Unlike a temperature violation, which can be corrected by adjusting a cooler, rodent activity signals a systemic failure. It means animals have found a way into the building, found food or harborage inside, and have been present long enough to be observed by an inspector during a single visit. Eliminating the problem requires identifying entry points, removing attractants, and treating the infestation, work that cannot be completed while the restaurant is serving customers.

The fact that the April 15 follow-up inspection found zero high-severity and zero intermediate violations suggests the immediate conditions were addressed overnight. What the inspection record cannot confirm is whether the underlying conditions that allowed rodents to enter were fully resolved.

The Pattern

The April 2026 closure was not a sudden or isolated finding. It was the third emergency shutdown at this address in approximately two years of documented state records, and the second specifically tied to rodent activity.

The first closure on record came on May 21, 2024, when inspectors shut the restaurant over a sewage issue combined with fly activity. The restaurant reopened the same day. Six weeks later, on July 1, 2024, inspectors returned and found rodent and fly activity significant enough to order another closure. That reopening came the following day, July 2.

The September 4, 2024 inspection, conducted two months after that second closure, produced four high-severity violations and two intermediate violations, the highest single-inspection severity count in the recent record. No closure followed that visit.

The Longer Record

Fisherman's Corner has accumulated 159 violations across 35 inspections on record. That works out to an average of more than four and a half violations per inspection visit across the facility's documented history, a rate that places it well above what a routine inspection at a stable operation would be expected to produce.

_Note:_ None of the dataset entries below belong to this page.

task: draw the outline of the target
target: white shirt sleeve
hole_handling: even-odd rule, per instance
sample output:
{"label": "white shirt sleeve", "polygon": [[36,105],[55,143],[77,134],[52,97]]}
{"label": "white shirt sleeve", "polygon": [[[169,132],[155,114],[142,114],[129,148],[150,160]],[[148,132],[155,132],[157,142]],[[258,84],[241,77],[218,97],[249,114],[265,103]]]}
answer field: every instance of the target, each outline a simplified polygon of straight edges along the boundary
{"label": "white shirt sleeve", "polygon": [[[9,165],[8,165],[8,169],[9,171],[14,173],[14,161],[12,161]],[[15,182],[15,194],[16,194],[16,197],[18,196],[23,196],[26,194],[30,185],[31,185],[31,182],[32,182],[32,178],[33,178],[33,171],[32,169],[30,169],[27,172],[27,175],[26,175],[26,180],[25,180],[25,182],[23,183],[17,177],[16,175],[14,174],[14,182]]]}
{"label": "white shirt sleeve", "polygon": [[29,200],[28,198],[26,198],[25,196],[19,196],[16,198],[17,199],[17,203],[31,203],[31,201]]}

The three emergency closures are the most significant data point in that history. Each closure represents a finding serious enough that state inspectors concluded customers could not safely eat there while the condition existed. Two of the three closures involved either rodent activity or a combination of rodents and fly activity. The third involved a sewage backup paired with fly activity. None of the three involved a first-time finding at a previously clean facility.

The inspection on March 18, 2026, less than four weeks before the April closure, recorded a high-severity violation. That visit did not produce a closure order, but it documented that the facility was not in full compliance in the weeks immediately before rodent activity was confirmed on April 14.

The restaurant met state standards on April 15 and reopened before noon. Whether the conditions that have produced three emergency closures and 159 total violations over 35 inspections have been durably corrected is a question the next inspection will begin to answer.